The SAELens training codebase exists to help researchers:

  • Train sparse autoencoders.
  • Analyse sparse autoencoders and neural network internals.
  • Generate insights which make it easier to create safe and aligned AI systems.

Please note these docs are in beta. We intend to make them cleaner and more comprehensive over time.

Quick Start

Installation

pip install sae-lens

Loading Sparse Autoencoders from Huggingface

To load a pretrained sparse autoencoder, you can use SAE.from_pretrained() as below. Note that we return the original cfg dict from the huggingface repo so that it's easy to debug older configs that are being handled when we import an SAE. We also return a sparsity tensor if it is present in the repo. For an example repo structure, see here.

from sae_lens import SAE

sae, cfg_dict, sparsity = SAE.from_pretrained(
    release = "gpt2-small-res-jb", # see other options in sae_lens/pretrained_saes.yaml
    sae_id = "blocks.8.hook_resid_pre", # won't always be a hook point
    device = "cuda"
)

You can see other importable SAEs on this page.

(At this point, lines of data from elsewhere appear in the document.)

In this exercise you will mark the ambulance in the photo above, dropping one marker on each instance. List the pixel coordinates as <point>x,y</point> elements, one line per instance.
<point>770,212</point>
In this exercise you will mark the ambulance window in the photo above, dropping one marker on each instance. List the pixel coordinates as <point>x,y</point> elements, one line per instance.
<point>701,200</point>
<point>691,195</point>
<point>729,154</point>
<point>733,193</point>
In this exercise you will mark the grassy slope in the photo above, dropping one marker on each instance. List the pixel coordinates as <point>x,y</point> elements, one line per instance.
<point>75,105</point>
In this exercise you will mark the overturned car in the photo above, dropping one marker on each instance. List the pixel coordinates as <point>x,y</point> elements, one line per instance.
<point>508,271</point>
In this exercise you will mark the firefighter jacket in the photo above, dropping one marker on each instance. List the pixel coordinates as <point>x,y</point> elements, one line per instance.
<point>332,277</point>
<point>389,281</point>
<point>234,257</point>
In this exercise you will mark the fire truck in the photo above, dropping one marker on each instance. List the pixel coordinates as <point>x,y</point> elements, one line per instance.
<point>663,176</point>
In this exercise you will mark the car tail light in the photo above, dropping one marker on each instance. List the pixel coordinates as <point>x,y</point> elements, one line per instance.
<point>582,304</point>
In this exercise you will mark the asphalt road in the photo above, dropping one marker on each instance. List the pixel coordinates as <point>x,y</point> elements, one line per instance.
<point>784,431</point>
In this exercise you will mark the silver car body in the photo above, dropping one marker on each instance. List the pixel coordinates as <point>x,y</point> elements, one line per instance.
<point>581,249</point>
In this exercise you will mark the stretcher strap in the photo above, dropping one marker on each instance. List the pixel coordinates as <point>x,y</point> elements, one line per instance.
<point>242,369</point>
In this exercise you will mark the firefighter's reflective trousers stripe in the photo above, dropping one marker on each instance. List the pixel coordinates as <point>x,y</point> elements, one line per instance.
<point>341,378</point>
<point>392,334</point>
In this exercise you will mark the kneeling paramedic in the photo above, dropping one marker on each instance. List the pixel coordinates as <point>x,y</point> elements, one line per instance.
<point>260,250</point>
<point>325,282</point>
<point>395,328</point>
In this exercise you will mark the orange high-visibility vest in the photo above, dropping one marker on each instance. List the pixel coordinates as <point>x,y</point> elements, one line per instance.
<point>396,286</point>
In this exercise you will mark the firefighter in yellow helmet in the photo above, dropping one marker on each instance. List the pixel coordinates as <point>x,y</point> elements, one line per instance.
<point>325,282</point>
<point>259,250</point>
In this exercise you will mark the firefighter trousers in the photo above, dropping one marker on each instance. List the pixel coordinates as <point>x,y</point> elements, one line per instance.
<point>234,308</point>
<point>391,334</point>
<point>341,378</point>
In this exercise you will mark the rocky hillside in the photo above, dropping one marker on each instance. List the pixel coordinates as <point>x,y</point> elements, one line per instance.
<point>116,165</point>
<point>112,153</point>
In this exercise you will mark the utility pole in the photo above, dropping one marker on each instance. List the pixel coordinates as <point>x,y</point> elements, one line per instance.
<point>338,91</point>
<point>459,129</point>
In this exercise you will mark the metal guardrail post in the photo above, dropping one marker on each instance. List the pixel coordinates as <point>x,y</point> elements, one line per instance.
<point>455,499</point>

Any SAE on Huggingface that's trained using SAELens can also be loaded using SAE.from_pretrained(). In this case, release is the name of the Huggingface repo, and sae_id is the path to the SAE in the repo. You can see a list of SAEs listed on Huggingface with the saelens tag.

Loading Sparse Autoencoders from Disk

To load a pretrained sparse autoencoder from disk that you've trained yourself, you can use SAE.load_from_disk() as below.

from sae_lens import SAE

sae = SAE.load_from_disk("/path/to/your/sae", device="cuda")

Importing SAEs from other libraries

You can import an SAE created with another library by writing a custom PretrainedSaeHuggingfaceLoader or PretrainedSaeDiskLoader for use with SAE.from_pretrained() or SAE.load_from_disk(), respectively. See the pretrained_sae_loaders.py file for more details, or ask on the Open Source Mechanistic Interpretability Slack. If you write a good custom loader for another library, please consider contributing it back to SAELens!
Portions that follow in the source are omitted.